Chaos and resiliency testing tool for Kubernetes and OpenShift
Kraken injects deliberate failures into Kubernetes/OpenShift clusters to check if it is resilient to failures.
$ pip3 install -r requirements.txt
Set the scenarios to inject and the tunings like duration to wait between each scenario in the config file located at config/config.yaml. Kraken uses powerfulseal tool for pod based scenarios, a sample config looks like:
kraken:
kubeconfig_path: /root/.kube/config # Path to kubeconfig
scenarios: # List of policies/chaos scenarios to load
- scenarios/etcd.yml
- scenarios/openshift-kube-apiserver.yml
- scenarios/openshift-apiserver.yml
tunings:
wait_duration: 60 # Duration to wait between each chaos scenario
$ python3 run_kraken.py --config <config_file_location>
Assuming that the latest docker ( 17.05 or greater with multi-build support ) is intalled on the host, run:
$ docker pull quay.io/openshift-scale/kraken:latest
$ docker run --name=kraken --net=host -v <path_to_kubeconfig>:/root/.kube/config -v <path_to_kraken_config>:/root/kraken/config/config.yaml -d quay.io/openshift-scale/kraken:latest
$ docker logs -f kraken
Similarly, podman can be used to achieve the same:
$ podman pull quay.io/openshift-scale/kraken
$ podman run --name=kraken --net=host -v <path_to_kubeconfig>:/root/.kube/config:Z -v <path_to_kraken_config>:/root/kraken/config/config.yaml:Z -d quay.io/openshift-scale/kraken:latest
$ podman logs -f kraken
The report is generated in the run directory and it contains the information about each chaos scenario injection along with timestamps.

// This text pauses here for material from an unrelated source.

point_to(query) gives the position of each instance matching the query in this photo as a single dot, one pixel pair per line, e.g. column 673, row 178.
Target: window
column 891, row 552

Cerberus can be used to monitor the cluster under test and the aggregated go/no-go signal generated by it can be consumed by Kraken to determine pass/fail. This is to make sure the Kubernetes/OpenShift environments are healthy on a cluster level instead of just the targeted components level. It is highly recommended to turn on the Cerberus health check feature avaliable in Kraken after installing and setting up Cerberus. To do that, set cerberus_enabled to True and cerberus_url to the url where Cerberus publishes go/no-go signal in the config file.
Following are the components of Kubernetes/OpenShift for which a basic chaos scenario config exists today. It currently just supports pod based scenarios, we will be adding more soon. Adding a new pod based scenario is as simple as adding a new config under scenarios directory and defining it in the config.
Component | Description | Working |
---|---|---|
Etcd | Kills a single/multiple etcd replicas for the specified number of times in a loop | ✔️ |
Kube ApiServer | Kills a single/multiple kube-apiserver replicas for the specified number of times in a loop | ✔️ |